Caine & Weiner is one of the older U.S. collection agencies and reports over $1 billion in placed accounts annually.
- Commercial receivables
- Consumer third-party debt
- Service-industry accounts
- First-party outsourcing portfolios
Verify the collector before using a link or sending payment.
Compare these details against the validation notice, credit report entry, and any payment page before sharing account or bank information.
- Legal name
- Caine & Weiner Company, Inc.
- Official website
- https://www.caine-weiner.com/
- Consumer portal
- https://www.connectcw.com/
- Mailing address
- 5805 Sepulveda Blvd, 4th Floor, Sherman Oaks, CA 91411
- Last reviewed
- May 20, 2026
If a caller, text, email, or payment site uses different identity details, contact the collector through an official source before responding.

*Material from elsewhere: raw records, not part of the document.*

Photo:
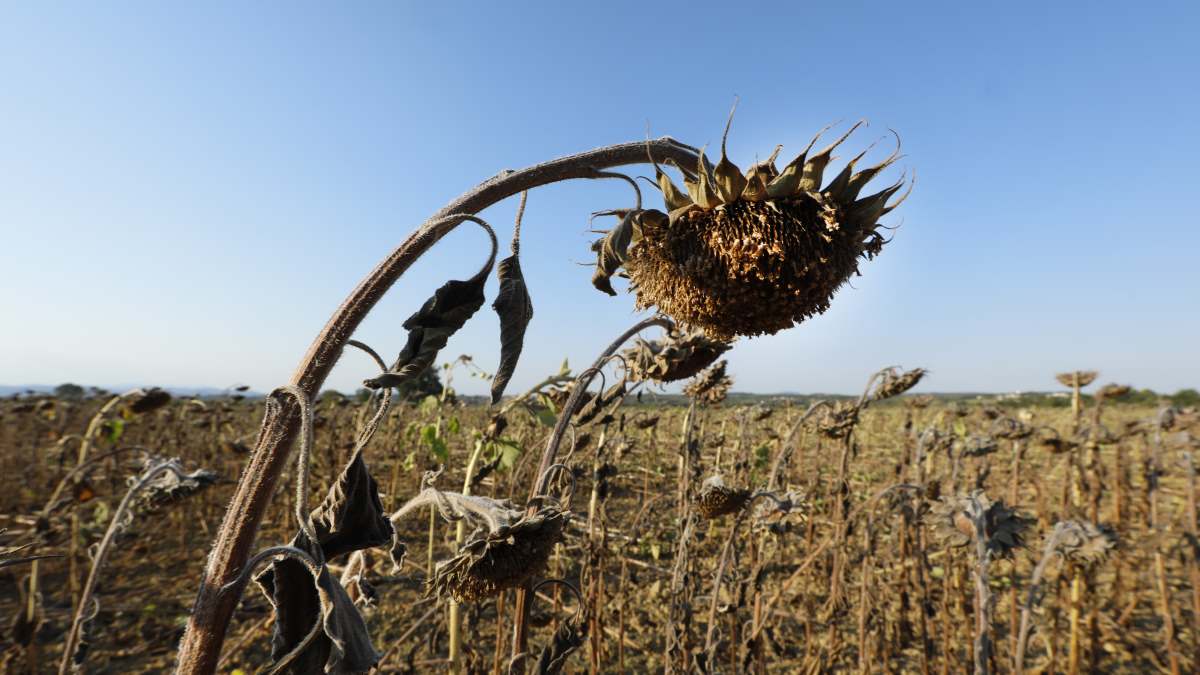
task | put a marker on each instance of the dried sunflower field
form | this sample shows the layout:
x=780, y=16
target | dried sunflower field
x=595, y=523
x=785, y=536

Third-party collector, ARM vendor, and municipal collection contractor
Who owns the debt changes what documentation, authority, and correction path you should ask for before paying.
Caine & Weiner describes consumer recovery work as consumer third-party debt collection and says files are generally handled for clients on a contingency basis. Its consumer portal says it is a collection agency acting as debt collector, and the City of Los Angeles lists Caine & Weiner as an outside collection agency under contract for delinquent City accounts.

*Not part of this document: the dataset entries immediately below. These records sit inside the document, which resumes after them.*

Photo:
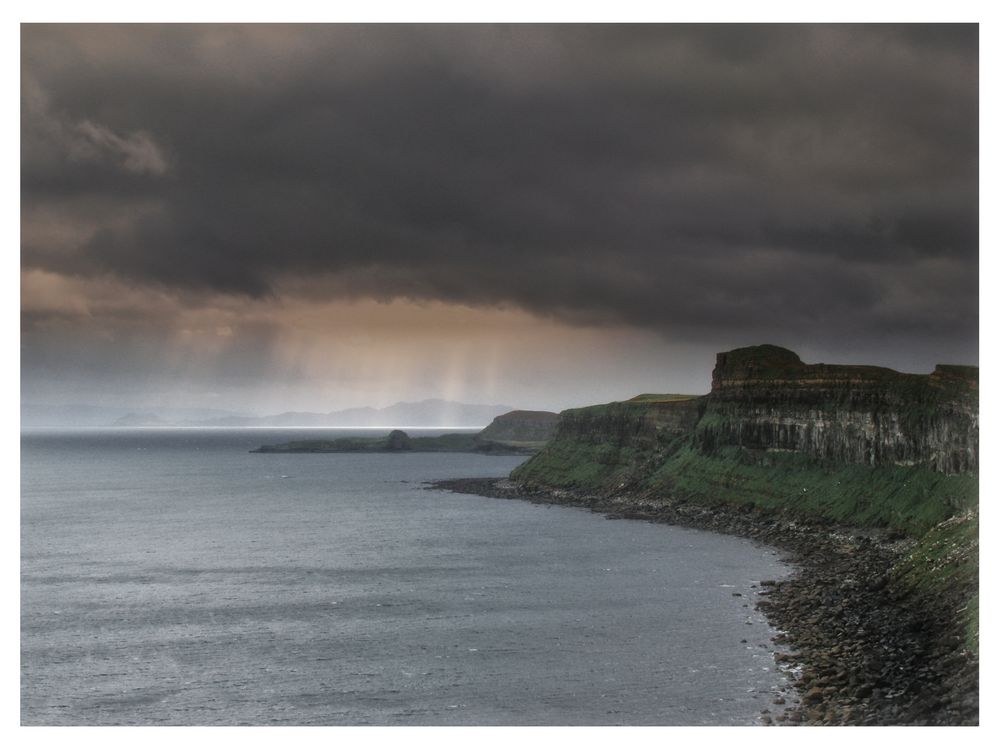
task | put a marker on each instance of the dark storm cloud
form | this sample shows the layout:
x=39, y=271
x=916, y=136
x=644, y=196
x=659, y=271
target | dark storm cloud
x=758, y=179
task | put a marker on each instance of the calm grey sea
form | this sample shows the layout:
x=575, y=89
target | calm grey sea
x=171, y=577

Do not assume Caine & Weiner owns the debt; ask whether it is collecting for a creditor, government client, or claims to own the account.
For municipal accounts, ask which department referred the account, what receivable type it is, and whether the City or client can verify or recall it.

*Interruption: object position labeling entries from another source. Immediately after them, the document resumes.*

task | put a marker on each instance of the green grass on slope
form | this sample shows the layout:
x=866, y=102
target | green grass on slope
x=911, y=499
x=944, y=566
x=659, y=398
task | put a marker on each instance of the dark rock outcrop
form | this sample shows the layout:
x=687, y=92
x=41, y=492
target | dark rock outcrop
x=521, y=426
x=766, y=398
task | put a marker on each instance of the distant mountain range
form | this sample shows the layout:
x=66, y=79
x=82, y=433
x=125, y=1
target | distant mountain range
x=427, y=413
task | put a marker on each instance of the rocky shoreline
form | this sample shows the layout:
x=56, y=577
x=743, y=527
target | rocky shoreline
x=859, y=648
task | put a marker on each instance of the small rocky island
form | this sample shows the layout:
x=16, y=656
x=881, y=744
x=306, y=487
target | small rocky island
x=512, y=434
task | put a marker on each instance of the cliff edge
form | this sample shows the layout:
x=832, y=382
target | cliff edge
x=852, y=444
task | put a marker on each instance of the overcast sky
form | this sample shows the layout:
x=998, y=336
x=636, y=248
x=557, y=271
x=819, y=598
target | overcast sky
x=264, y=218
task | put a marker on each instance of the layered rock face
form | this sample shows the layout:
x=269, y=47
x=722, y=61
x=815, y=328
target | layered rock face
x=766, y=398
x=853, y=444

What to know before responding
- Commercial and consumer collection rules can differ, so identify whether the obligation is personal, business, or personally guaranteed.
- For business debts, confirm invoices, contracts, delivery records, and any guaranty before negotiating.
Verify before paying.
A legitimate collector can still have the wrong person, wrong amount, stale debt, duplicate placement, or incomplete documentation.
- The collector name, mailing address, phone number, and website against the letter you received.
- The original creditor, current owner or client, account number, balance, and date of last payment.
- Whether the debt is inside your state lawsuit limitations period before making a payment or written promise.
- Whether the account appears on your official credit reports from AnnualCreditReport.com.
- Whether the account matches the account types commonly associated with Caine & Weiner: Commercial receivables, Consumer third-party debt, Service-industry accounts, First-party outsourcing portfolios.